Friday, February 12, 2016

Level up your PL/SQL code

Introduction

The time has come to rejuvenate this blog. And what better start is there than immediately talk about PL/SQL?

Object oriented programming vs. PL/SQL


Comparing them


Years before Java and .NET made their entrance, PL/SQL already had a way of encapsulating data en giving the right responsibilities to your program units using packages. Unfortunately, I often stumble upon code where people do not fully understand the need of a package specification and a package body. They basically put everything in the specification and the body.

Basically, you need to remember 2 things:

Specification: Globally accessible by everyone
Body: Accessible only by the package itself

A rule often used in object oriented programming is that an object has attributes and methods. To access these attributes an external function needs to use a method to retrieve it. PL/SQL provides a way to logically structure your code in a same manner. Comparing OO class components with PL/SQL components in a package:
  • public attribute: global package spec variable
  • private attribute: global package body variable
  • public method: function/procedure declared in spec and body
  • private method: function declared only in the body

"But I am not programming object oriented, I am programming PL/SQL"
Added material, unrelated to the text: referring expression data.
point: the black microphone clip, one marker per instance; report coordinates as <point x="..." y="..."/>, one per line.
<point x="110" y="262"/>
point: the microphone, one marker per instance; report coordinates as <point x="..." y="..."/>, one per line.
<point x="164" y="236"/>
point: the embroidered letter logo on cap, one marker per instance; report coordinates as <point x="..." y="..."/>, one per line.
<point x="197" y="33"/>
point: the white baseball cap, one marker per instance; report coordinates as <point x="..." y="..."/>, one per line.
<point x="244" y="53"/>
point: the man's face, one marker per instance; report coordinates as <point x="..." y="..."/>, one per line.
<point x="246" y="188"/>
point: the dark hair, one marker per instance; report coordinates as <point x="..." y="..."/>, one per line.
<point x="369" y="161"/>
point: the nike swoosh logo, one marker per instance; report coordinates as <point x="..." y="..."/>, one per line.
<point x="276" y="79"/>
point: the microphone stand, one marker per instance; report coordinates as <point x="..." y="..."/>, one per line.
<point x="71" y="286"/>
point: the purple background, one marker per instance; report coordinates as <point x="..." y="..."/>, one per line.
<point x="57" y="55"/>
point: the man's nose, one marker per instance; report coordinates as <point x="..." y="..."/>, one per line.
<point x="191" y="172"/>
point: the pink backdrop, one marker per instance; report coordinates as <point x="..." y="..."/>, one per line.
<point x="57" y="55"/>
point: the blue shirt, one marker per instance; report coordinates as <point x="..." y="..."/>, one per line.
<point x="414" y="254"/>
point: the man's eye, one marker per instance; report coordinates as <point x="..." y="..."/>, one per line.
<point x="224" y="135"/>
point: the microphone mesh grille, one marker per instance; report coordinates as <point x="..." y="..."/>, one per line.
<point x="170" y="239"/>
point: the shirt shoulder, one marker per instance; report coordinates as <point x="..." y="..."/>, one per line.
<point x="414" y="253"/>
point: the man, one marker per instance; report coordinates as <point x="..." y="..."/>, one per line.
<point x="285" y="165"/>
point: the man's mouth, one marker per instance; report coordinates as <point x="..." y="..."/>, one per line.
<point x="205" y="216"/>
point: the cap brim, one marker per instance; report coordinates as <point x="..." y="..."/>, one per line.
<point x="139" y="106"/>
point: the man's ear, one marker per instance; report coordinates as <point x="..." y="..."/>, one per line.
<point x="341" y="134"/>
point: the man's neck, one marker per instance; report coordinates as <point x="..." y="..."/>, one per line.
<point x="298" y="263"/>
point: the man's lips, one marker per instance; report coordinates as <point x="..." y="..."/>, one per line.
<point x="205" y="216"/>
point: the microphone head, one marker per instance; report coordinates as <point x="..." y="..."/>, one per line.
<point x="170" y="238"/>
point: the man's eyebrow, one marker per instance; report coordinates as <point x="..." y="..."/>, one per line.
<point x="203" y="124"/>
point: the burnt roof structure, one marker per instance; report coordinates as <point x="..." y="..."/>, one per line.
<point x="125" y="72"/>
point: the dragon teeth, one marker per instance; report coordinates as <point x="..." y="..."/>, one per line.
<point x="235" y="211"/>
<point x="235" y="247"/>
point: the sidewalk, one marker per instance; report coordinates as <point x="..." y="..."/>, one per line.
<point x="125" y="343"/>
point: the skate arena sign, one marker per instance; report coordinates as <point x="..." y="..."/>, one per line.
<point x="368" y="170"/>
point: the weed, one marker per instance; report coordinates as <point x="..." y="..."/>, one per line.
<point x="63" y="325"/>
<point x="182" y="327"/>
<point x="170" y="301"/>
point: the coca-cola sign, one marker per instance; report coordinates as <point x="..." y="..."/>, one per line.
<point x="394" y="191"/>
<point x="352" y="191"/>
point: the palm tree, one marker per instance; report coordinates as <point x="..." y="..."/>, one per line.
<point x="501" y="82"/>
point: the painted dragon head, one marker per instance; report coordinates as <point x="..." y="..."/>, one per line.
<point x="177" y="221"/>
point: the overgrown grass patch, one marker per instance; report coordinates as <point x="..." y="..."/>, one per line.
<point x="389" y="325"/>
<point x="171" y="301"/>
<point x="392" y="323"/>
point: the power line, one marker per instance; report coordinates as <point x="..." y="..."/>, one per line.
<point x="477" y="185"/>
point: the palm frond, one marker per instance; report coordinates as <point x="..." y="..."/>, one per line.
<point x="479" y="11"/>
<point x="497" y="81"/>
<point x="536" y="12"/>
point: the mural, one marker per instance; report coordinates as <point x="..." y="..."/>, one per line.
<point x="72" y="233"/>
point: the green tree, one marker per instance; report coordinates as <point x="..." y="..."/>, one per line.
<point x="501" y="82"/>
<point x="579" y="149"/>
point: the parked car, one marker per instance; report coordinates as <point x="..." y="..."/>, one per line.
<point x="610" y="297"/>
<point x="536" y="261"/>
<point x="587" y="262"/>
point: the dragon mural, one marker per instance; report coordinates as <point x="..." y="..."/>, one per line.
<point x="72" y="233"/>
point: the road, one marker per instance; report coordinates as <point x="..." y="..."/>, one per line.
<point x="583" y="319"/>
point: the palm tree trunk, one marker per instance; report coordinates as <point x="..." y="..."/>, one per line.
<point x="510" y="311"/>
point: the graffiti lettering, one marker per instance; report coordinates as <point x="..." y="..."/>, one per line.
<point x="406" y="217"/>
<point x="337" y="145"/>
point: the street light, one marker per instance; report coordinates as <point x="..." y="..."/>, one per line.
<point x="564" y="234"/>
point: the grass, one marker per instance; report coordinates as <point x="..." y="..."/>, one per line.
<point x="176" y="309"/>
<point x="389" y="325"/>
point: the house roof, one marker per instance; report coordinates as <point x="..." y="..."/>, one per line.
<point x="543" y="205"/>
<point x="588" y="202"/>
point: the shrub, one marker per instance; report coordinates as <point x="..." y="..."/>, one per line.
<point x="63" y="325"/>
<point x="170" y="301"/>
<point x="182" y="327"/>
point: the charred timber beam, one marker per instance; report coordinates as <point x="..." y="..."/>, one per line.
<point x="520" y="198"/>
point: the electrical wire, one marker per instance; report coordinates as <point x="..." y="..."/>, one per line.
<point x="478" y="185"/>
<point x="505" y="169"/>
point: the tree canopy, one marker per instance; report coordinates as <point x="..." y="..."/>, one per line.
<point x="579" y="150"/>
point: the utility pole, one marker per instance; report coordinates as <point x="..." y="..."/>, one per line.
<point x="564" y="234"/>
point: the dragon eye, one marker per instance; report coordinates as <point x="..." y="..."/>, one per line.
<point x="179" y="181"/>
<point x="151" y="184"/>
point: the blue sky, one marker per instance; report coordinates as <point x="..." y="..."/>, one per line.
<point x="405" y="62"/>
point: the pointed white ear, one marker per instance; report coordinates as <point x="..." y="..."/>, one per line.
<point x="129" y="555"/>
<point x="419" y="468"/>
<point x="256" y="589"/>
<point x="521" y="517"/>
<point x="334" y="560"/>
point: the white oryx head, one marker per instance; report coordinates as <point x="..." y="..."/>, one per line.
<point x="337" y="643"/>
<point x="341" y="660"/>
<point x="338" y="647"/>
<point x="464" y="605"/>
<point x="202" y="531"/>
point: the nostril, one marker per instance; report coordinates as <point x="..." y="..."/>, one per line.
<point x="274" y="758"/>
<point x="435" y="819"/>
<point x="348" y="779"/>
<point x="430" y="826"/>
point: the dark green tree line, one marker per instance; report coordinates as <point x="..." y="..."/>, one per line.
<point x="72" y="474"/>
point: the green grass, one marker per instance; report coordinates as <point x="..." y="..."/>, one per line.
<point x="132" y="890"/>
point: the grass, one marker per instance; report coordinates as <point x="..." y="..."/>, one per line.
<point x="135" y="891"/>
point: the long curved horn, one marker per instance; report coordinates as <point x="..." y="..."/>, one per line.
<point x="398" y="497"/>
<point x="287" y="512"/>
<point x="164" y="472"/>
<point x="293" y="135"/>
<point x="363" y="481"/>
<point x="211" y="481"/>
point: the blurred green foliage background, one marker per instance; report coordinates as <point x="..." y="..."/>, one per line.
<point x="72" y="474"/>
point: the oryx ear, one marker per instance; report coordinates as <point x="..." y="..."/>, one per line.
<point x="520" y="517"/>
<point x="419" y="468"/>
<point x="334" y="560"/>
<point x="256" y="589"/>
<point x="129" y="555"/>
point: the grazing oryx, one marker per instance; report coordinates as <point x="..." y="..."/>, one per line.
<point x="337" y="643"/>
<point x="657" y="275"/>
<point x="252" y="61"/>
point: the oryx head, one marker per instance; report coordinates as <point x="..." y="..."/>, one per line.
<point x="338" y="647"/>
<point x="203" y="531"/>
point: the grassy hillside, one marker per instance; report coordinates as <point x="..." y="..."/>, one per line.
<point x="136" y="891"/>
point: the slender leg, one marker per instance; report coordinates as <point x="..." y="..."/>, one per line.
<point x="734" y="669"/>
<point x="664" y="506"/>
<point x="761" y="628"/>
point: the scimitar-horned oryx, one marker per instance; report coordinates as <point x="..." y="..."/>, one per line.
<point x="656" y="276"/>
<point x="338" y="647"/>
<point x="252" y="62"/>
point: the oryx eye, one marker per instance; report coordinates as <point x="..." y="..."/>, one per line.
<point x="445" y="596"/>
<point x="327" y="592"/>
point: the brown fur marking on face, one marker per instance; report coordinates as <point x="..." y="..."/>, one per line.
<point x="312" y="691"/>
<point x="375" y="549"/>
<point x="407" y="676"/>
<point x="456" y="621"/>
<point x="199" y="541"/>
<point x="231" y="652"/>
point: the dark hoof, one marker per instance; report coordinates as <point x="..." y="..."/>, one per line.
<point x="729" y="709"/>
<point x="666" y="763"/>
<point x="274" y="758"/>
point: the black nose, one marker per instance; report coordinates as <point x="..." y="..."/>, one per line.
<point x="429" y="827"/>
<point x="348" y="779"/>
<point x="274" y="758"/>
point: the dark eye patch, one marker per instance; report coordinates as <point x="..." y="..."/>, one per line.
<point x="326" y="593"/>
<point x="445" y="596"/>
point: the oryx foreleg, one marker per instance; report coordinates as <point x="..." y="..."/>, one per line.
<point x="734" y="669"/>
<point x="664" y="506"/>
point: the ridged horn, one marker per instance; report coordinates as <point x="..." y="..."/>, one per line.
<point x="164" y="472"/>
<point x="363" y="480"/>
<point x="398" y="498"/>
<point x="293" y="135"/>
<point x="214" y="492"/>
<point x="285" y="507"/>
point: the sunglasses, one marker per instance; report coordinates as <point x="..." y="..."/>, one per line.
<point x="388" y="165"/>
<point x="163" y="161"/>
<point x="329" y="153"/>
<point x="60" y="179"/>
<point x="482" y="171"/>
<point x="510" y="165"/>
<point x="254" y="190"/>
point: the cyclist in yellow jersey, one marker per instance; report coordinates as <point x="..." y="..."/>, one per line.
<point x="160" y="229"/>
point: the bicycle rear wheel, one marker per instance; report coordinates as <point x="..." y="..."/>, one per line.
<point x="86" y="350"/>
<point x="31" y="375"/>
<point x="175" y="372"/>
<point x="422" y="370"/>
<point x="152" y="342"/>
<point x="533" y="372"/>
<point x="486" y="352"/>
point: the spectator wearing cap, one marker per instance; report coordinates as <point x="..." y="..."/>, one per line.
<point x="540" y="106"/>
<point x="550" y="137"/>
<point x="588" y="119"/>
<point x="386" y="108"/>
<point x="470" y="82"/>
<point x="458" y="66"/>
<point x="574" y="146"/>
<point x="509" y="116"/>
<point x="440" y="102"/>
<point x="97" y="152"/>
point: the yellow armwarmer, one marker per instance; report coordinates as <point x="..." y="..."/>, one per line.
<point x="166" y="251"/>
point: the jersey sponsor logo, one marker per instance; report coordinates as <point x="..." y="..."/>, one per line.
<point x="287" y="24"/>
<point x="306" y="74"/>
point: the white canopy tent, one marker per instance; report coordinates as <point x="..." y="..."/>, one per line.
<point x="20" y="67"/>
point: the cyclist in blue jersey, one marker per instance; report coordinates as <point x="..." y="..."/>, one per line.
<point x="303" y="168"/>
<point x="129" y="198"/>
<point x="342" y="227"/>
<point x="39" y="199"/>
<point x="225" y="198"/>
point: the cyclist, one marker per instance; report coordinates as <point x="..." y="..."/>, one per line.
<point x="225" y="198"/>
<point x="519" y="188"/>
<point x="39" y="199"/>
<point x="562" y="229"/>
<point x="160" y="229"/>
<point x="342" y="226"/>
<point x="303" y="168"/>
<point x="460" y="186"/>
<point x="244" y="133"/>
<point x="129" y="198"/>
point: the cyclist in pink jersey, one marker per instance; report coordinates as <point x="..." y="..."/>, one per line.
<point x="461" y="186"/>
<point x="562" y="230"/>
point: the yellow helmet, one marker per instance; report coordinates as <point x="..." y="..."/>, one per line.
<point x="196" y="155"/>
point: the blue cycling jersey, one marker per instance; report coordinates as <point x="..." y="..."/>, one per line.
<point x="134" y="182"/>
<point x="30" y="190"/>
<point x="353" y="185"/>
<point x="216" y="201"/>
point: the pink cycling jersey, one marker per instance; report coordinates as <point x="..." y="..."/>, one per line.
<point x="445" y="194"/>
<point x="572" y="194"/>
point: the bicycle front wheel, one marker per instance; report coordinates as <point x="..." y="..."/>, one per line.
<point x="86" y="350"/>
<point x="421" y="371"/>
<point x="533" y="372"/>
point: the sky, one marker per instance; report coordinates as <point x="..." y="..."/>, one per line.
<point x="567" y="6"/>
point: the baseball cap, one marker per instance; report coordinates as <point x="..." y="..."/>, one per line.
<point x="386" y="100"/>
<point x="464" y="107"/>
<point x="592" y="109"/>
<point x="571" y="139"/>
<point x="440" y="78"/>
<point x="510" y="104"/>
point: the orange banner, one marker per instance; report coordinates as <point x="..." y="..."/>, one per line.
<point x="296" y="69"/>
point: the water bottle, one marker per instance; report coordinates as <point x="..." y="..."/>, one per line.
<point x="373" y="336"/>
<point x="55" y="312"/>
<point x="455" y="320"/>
That is a contradiction! You ARE accessing objects all the time. Within the database everything is an object: A table, a sequence, a trigger... Think of collection types for instance. The type definition is a class and the declaration of it is an object. A record type even has a constructor.You are working with objects. On top of that, many principles in PL/SQL exist before object oriented programming, so why not use their power at its fullest?

Real life experiences


Something I often see is variables declared in the specification. There are exceptions like cursors and user-defined exceptions, or packages without a body used as a global structure in your session, etc... but my general rule is: "don't make it a habit". The problem is that the variables are globally accessible which impairs control of it.

A second thing are packages where all procedures and functions exist in both the spec and the body. If a function or procedure is not used outside the package, you should only put it in the body.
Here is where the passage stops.